Critique du volume manga
Publiée le Mardi, 04 Mars 2025
Isekai et récits de vilaines ont toujours le vent en poupe, chose que l’éditeur Meian a bien comprise puisque ces segments du manga constituent toujours une place forte de son catalogue. Ainsi, le mois de février 2025 voit paraître un nouveau manga jouant sur ces deux tableaux : « The One Within the Villainess ». Comme dans la majorité des cas des titres de vilaines, l’œuvre est basée sur un light novel, celui de Makiburo. Le roman « Akuyaku reijô no naka no hito : Danzai sareta tenseisha no tame usotsuki heroine ni fukushû itashimasu », illustré par Mai Murasaki, a vu le jour en 2020 sur la plateforme Shôsetsuka no narô avant de gagner une version professionnellement publiée l’année suivante, aux éditions Ichijinsha. Aujourd’hui, l’œuvre littéraire d’origine est bouclée en deux volumes, ce qui laisse entrevoir un récit plutôt court.
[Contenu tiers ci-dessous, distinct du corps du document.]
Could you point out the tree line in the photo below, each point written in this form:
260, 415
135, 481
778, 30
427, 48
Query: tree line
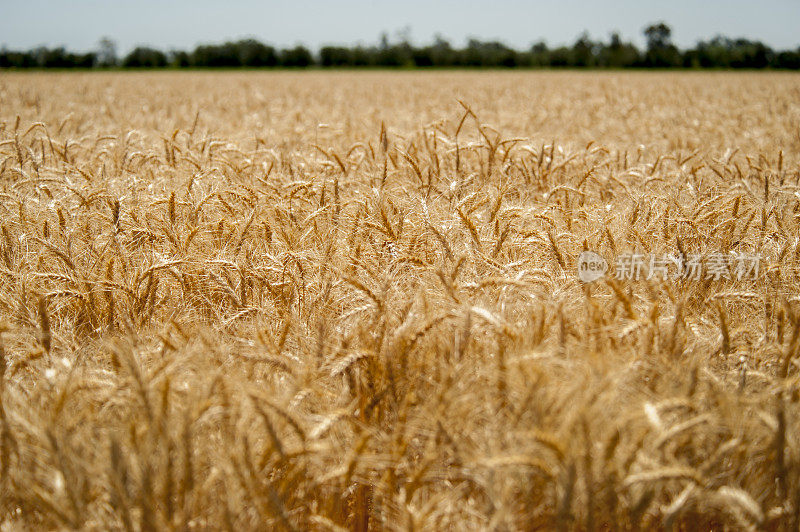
660, 52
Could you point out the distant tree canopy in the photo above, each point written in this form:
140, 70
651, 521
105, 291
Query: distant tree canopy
718, 52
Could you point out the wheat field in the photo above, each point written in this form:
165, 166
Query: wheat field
326, 301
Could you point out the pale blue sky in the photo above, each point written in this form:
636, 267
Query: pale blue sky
78, 24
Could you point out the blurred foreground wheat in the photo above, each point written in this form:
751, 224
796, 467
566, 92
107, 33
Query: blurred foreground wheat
350, 301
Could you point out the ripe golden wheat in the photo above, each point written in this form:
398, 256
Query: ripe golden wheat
350, 301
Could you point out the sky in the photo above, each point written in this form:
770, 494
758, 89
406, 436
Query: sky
182, 24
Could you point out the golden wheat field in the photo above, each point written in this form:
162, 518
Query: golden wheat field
326, 301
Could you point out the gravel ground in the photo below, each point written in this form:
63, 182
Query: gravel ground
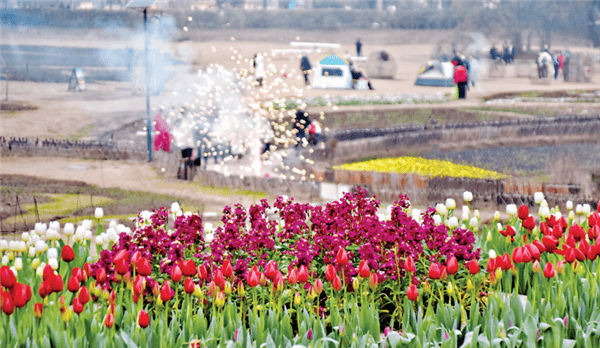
529, 159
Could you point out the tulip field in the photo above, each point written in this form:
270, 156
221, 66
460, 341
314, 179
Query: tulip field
344, 274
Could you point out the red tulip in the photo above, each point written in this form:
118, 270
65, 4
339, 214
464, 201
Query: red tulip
144, 267
144, 319
227, 269
87, 270
510, 231
121, 256
101, 275
318, 286
84, 295
302, 274
202, 272
412, 293
529, 223
330, 273
188, 268
73, 285
549, 270
373, 280
38, 309
523, 212
189, 286
176, 274
109, 320
434, 271
336, 283
293, 277
271, 270
135, 258
77, 305
253, 279
473, 266
491, 267
363, 269
67, 254
219, 279
342, 257
550, 242
21, 294
409, 265
7, 277
165, 291
7, 303
452, 267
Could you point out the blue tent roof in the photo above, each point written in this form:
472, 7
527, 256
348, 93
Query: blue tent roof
333, 59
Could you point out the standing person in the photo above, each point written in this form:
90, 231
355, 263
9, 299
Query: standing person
556, 65
461, 80
305, 67
259, 68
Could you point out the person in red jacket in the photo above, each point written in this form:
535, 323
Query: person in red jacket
461, 79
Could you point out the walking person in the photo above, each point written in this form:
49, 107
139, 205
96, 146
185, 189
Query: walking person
259, 69
305, 67
461, 79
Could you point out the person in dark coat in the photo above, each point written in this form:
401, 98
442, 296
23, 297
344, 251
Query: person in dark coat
305, 67
301, 123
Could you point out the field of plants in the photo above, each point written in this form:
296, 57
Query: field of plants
298, 275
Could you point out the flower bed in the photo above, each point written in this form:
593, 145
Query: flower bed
331, 276
422, 166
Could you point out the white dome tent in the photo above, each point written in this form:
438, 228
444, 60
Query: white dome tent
332, 71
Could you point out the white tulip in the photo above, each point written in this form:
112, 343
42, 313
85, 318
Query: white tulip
40, 246
99, 213
511, 209
586, 209
538, 197
69, 229
18, 264
467, 196
441, 209
569, 205
86, 224
52, 253
53, 263
55, 225
111, 235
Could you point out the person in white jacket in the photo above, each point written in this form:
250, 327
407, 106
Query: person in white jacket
259, 68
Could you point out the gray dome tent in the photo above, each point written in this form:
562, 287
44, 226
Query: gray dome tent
381, 65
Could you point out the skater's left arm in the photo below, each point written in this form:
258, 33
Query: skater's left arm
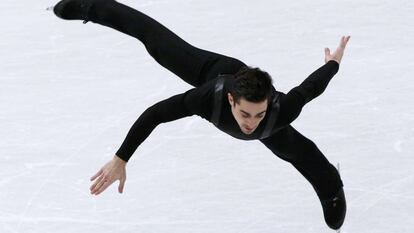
313, 86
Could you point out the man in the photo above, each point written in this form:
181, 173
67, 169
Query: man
237, 99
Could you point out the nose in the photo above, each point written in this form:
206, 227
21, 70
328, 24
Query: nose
250, 123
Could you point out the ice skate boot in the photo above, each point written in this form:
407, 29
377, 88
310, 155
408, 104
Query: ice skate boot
75, 9
334, 210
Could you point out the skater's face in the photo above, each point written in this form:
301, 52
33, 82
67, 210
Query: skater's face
247, 114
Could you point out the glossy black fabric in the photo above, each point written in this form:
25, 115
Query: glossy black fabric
200, 68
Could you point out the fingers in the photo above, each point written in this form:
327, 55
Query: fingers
97, 174
93, 186
100, 188
101, 184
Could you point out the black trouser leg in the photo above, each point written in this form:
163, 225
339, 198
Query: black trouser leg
195, 66
303, 154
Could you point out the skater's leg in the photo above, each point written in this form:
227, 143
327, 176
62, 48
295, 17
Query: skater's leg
303, 154
193, 65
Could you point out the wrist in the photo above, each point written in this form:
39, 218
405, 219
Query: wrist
118, 160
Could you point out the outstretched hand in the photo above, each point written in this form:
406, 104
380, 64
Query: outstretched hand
339, 52
112, 171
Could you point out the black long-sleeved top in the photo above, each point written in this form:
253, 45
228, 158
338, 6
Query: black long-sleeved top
200, 101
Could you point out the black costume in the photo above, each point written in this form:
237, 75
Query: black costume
211, 75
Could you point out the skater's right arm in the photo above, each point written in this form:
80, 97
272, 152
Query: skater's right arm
194, 101
176, 107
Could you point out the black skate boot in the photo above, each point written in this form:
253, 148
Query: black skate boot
75, 9
334, 210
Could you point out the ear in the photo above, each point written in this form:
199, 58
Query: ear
230, 98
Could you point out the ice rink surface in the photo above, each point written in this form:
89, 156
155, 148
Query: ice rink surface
70, 92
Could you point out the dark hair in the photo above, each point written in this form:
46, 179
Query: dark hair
252, 84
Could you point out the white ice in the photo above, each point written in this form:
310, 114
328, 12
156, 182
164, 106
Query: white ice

La version manga voit le jour en 2021, la même année que la publication physique du light novel. Toujours en cours avec 5 volumes parus au Japon, elle est proposée dans le magazine josei Comic POOL des éditions Ichijinsha. La réalisation du manga est assurée par Nazuna Shiraume, une autrice que nous découvrons avec cette adaptation, mais qui œuvre depuis les années 2010 au Japon et a eu l’occasion de réaliser une belle poignée de titres.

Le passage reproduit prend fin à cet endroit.